A spirit of joy can be seen amongst the Alaskan marijuana lovers as the state legalized the usage of marijuana amongst adults and its sale in retail shops starting from this week. The new regulations were put into effect by Lt. Gov. Kevin Meyer on Tuesday.
This has been in pipeline for quite some time now starting from the receipt of approval from the Alaska Marijuana Control Board in December. However, the Alaskan community shall have to wait until 11th April for the new law to become effective.
Mark Springer, chairman of the Alaska Marijuana Control Board revealed his excitement to the Anchorage Daily News by saying that, “The big news is, the suspense is over.” Certain cities like Denver, San Francisco and a few more local municipalities allow consumption of cannabis at their site of purchase. However, this is the very first time that public marijuana consumption at retail shops has received the backing of law.
Cary Carrigan, the executive director of the Alaska Marijuana Industry Association revealed to the Associated Press “This is something that’s not happening anywhere else in the U.S. yet. As we start developing this, people are really looking at us, so I know that everybody wants to get it right. I don’t want to have to get this pulled back and revisited.”
Marijuana dispensary owners receiving a special onsite usage authorization shall have to earmark a designated area like an outdoor lounge or patio which will be distinct from their retail space. This area should be physically separated from the retail space through a “secure door” and needs to have adequate ventilation.
Retailers shall be under obligation to limit the maximum sale of marijuana to one gram of cannabis and “edible marijuana products not to exceed 10 mg of THC to any one person per day.” Interested retailers have to pay an on-site endorsement fee of $1000 and renewal fee of $600 as and when required. The endorsement will also comprise of an annual fee of $2000.
Under this policy, the local governments can also completely prohibit on-site usage or tighten restrictions like limiting consumption as and when it deems fit. The Oregon lawmakers are also considering legislation to earmark social use areas of marijuana.
This new law is bound to come in as a breather for the residents and tourists of Alaska who can now legally purchase cannabis and consume it at the store itself without having to worry about legal prosecution.
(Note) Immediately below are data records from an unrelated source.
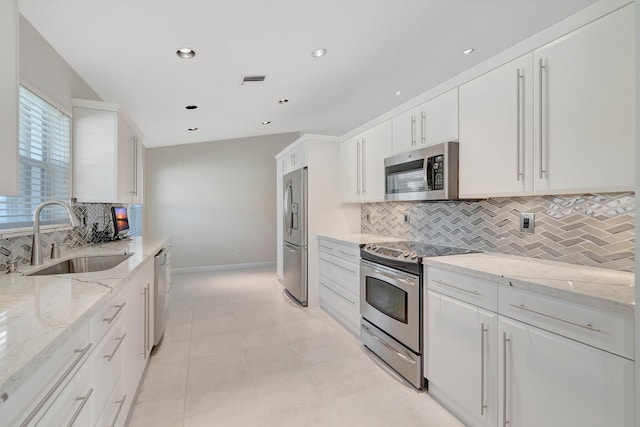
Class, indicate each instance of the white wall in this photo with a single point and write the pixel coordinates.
(43, 70)
(217, 200)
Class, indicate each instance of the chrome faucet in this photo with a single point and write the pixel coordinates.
(36, 254)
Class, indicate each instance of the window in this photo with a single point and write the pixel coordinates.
(44, 163)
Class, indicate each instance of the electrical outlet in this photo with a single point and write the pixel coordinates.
(527, 222)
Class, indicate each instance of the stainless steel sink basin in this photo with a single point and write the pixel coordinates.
(82, 265)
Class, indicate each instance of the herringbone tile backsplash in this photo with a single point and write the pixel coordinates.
(591, 229)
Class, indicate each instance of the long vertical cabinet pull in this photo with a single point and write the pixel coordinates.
(519, 136)
(364, 167)
(505, 340)
(358, 168)
(483, 405)
(413, 130)
(542, 70)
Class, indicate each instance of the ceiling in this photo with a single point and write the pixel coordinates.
(125, 50)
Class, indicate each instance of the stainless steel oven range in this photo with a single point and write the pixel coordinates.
(391, 302)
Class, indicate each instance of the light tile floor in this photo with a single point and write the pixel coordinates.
(237, 353)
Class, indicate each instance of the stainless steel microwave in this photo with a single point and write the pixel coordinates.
(430, 173)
The adults in Alaska are not permitted to smoke marijuana in public and that is why they have to limit their smoking range within the four walls of their home.
However, many apartment owners and public housing society owners prohibit the same, leaving the smokers with no legal place for recreational or medical marijuana consumption. Erik Altieri, the executive director of NORML, the marijuana law reform organization pointed out “Allowing social consumption is sensible from a business perspective, particularly for states with large amounts of tourists who otherwise have no place to legally consume, but it also has a social justice component.”
He further added that, “By preventing retail outlets and other venues from being licensed and regulated for social consumption, many patients will have to choose between effective cannabis treatment for their ailments or being thrown out of public housing. This causes the civil liberties that come with marijuana legalization to still being kept at arms length from low-income individuals and members of other marginalized communities.”